8. The Talukdar, the plaintiff (appellant) in the present case, however, maintains that what ought to be paid by the relatives of the second and third generations is not 25 per cent, and 50 per cent, respectively of the bulk figure mentioned, but of the actual rent for the particular years; and not merely of the rents as received or ingathered for those years, but of the amount of the rents demandable, whether received or not.
9. Certain contentions were put forward as to an alleged mistranslation of one clause in the rule. That clause reads :-
If such persons pay the Government revenue, plus 10 per cent, to the Talukdar, they will have heritable rights in addition.
10. It is said that the words translated ' Government revenue' really mean any payment to a superior, such as the Talukdar, and that accordingly the translation should read: ' If such persons pay 'not the ' Government revenue,' but) the amount due to the Talukdar, plus 10 per cent, to the Talukdar they Will have heritable rights.' It is somewhat difficult to follow such an argument, and the proposed correction would appear to confuse, rather than to clarify, the clause. But it is not necessary, in their Lordships' opinion, to make any separate pronouncement on that subject. The basis of the rule would, in any view, fall to be arrived at; and their Lordships have little doubt that the assumed rental which is used in fact for the Government purpose is, by the rule, meant to be used for maintenance purposes.
11. The Court below-viz., the Court of the Judicial Commissioner of Oudh-has pronounced a decree upon this footing, and their Lordships are of opinion that the decree is sound.
12. Their Lordships do not think that the claim of the Talukdar for a contribution of 25 per cent, and 50 per cent, respectively of the rents demanded for the years in question (plus 10 per in the sense of the rule) can be sustained. Payments on this scale might conceivably far exceed, not only the Government revenue, but the entire receipts of rental actually obtained for particular years. The rights of the relatives in possession as sub-proprietors might thus be reduced to a shadow, and the provisions for these large classes of society rendered precarious.
13. A construction, which would bring about such a result is not, in their Lordships' opinion, warranted on a sound reading of the terms of the maintenance provision.
14. Another point was argued. It appears that the appellant, who during his minority was represented by the Court of Wards, objects to certain payments made by that Court on account of maintenance to the respondent.
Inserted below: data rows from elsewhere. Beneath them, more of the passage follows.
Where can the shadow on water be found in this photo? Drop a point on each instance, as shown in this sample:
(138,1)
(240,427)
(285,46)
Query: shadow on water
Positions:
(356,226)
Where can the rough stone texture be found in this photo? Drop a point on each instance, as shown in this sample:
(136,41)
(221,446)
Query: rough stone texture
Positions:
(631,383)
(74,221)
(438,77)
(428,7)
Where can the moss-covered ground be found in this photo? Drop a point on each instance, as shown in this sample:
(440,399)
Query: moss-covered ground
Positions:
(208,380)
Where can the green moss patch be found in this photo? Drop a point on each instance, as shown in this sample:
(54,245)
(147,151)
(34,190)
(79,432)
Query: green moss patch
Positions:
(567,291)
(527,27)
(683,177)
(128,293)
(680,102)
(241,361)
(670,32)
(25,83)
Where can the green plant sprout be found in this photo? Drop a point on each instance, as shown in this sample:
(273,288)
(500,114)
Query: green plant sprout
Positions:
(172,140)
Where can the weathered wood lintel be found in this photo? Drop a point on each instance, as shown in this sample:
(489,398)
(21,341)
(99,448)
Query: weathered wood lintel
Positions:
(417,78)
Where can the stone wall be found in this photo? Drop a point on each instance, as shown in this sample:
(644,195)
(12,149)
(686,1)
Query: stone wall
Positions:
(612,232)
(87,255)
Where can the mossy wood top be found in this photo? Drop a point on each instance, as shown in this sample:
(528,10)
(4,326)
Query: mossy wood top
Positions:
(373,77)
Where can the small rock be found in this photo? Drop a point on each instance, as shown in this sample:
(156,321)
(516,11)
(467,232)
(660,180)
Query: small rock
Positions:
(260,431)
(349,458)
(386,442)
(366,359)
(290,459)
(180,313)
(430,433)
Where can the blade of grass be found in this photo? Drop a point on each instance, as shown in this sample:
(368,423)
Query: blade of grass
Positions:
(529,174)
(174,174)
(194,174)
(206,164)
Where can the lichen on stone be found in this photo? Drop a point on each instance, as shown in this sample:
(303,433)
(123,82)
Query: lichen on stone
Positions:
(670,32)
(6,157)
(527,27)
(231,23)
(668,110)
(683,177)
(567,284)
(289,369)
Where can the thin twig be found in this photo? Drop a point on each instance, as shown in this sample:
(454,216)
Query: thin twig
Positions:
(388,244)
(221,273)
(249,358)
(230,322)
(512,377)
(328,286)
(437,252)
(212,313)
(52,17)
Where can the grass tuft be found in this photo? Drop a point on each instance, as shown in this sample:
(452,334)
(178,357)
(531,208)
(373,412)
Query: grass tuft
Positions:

Their Lordships agree with the view taken by the Judicial Commissioner in his judgment of the 27th March, 1906, that these transactions cannot be opened up in this case; and, in their Lordships' opinion, he rightly held that ' it is not within the province of a Rent Court to determine whether the maintenance was or was not payable.'
15. Their Lordships will, therefore, humbly advise His Majesty that the appeal should be dismissed.
16. The appellant must pay the costs of the appeal.